Specifications
Aircraft Details
• Meticulously maintained Beechcraft King Air F90 based at Pryor Field Regional Airport, AL.
• Upgraded Garmin avionics suite: G600 MFD, GTN-750W, GNS-430W, dual GTX-330ES transponders, Garmin audio panel, and GDL-69A XM weather & radio.
• Sperry SPZ-200A autopilot with altitude alerter & preselect, BFGoodrich Skywatch TCAS, RCA color radar, WAAS, ADS-B Out, synthetic vision, GPSS roll steering, and additional avionics.
• PRATT & WHITNEY PT6A-135 engines enrolled in the MORE Program (8,000-hour TBO), 1,093 and 1,031 hours remaining to TBO, 314 hours to next hot section.
• 10,327 airframe hours, 7,829 landings, FAR Part 91 maintained, always hangered, Traxxall maintenance tracking.
• Luxurious 6-place executive interior, two-toned saddle brown leather (2019), forward club seating, aft side-facing seat, belted lavatory.
• Exterior repainted in 2005: Matterhorn white with black accents and red striping.
• High float gear, spar mod, hydraulic landing gear, Hartzell 4-blade props w/auto feather, Frakes speed stacks & cowlings, Concorde battery, 22 cu ft oxygen, dual cabin door supports, fourth cabin window, Rosen sunvisors, digital fuel computer, pitot cowls.
About this Model
Overview
The King Air F90 is a smaller-cabin member of the King Air family, designed to deliver turbine reliability, pressurization, and two-pilot-capable systems in a size that fits constrained ramps and shorter runways.

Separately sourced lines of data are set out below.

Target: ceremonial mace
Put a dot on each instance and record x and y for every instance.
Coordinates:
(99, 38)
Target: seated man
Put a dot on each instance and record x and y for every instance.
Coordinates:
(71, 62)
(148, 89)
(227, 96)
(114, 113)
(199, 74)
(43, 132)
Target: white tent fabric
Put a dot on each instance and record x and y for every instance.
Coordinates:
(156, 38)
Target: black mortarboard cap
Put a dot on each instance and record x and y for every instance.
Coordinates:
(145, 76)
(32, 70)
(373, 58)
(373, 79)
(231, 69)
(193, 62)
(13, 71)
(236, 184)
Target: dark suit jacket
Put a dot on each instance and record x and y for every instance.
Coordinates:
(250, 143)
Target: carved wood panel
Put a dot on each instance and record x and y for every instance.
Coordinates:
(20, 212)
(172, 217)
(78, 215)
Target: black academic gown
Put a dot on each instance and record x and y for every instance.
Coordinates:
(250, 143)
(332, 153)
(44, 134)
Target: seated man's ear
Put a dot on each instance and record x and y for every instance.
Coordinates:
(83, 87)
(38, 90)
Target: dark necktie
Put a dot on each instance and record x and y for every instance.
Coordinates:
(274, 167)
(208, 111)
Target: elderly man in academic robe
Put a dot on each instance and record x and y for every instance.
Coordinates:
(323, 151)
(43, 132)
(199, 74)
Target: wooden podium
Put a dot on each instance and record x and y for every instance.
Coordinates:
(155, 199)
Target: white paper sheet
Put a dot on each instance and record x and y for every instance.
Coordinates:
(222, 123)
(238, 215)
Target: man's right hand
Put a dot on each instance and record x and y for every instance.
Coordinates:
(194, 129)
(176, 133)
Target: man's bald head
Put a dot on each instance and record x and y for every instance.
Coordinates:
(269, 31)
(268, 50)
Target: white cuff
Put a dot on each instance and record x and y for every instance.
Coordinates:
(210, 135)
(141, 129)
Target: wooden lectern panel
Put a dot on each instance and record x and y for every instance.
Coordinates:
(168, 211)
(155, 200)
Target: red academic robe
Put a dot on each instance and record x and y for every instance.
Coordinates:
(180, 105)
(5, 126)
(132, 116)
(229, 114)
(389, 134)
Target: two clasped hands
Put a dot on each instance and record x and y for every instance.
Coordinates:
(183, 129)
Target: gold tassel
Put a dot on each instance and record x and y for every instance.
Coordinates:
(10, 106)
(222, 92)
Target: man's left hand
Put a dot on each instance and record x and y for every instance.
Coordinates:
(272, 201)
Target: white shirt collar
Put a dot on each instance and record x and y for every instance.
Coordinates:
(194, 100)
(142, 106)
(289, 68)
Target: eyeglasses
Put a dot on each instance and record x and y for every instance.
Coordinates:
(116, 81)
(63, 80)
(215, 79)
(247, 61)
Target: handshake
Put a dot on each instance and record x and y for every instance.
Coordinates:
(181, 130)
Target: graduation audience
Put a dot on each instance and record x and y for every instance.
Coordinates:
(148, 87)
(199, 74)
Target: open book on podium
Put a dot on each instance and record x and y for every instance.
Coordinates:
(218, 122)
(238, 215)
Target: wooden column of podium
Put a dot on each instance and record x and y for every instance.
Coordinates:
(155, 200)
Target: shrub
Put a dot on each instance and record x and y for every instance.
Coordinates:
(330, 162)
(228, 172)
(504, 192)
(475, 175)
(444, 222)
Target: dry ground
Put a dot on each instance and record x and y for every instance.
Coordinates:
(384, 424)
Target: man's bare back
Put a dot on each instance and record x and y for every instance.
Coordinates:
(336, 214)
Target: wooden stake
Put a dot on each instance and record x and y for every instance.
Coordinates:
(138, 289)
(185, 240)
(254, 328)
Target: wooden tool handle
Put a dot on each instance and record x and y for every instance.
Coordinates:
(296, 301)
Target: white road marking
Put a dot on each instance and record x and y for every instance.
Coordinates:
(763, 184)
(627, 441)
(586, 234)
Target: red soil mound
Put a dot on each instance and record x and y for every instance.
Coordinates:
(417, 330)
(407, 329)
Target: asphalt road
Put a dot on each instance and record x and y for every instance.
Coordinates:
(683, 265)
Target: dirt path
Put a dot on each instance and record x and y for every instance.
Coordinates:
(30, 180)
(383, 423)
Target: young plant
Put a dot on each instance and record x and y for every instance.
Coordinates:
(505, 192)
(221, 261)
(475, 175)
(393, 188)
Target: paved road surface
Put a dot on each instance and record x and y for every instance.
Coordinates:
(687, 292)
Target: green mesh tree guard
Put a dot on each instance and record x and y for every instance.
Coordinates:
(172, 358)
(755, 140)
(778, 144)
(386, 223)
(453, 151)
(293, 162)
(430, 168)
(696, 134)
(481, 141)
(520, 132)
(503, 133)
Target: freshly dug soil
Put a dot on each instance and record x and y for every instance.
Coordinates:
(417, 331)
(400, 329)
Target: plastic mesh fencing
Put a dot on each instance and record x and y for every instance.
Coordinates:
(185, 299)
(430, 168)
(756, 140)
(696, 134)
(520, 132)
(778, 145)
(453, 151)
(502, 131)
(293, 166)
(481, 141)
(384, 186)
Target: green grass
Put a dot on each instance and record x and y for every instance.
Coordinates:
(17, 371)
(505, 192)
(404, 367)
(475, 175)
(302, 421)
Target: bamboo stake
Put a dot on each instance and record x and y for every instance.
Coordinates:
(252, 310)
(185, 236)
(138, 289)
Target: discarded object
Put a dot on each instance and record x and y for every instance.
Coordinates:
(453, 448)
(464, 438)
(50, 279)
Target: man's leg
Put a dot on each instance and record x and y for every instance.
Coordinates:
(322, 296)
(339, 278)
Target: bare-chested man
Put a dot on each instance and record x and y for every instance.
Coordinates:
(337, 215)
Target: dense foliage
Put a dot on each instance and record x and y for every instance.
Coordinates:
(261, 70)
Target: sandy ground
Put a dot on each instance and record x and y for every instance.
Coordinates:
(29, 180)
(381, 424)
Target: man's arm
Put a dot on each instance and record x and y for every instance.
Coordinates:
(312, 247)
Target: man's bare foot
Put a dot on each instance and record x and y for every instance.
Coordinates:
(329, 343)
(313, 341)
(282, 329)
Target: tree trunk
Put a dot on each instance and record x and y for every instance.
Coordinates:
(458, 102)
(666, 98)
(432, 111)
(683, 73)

It is typically chosen for regional business travel and utility missions where access and dispatch reliability matter more than cabin volume or jet-like cruise performance.
Mission Fit
In typical use, the F90 aligns with multi-stop days and mixed weather operations where pressurization and turbine performance reduce fatigue versus piston twins. Its strengths show on routes that benefit from airport choice and quick repositioning, while longer legs or larger parties can push the aircraft toward its cabin and payload limits depending on fuel and baggage carried.
Cabin
The cabin is arranged as a compact executive turboprop interior with club-style seating common, a fully enclosed cockpit, and a pressurized environment that improves comfort over longer climbs and in higher-terrain regions. Compared with larger King Air variants, the F90 feels narrower and lower, with less room for moving about in flight; comfort is strongest for smaller groups on shorter segments.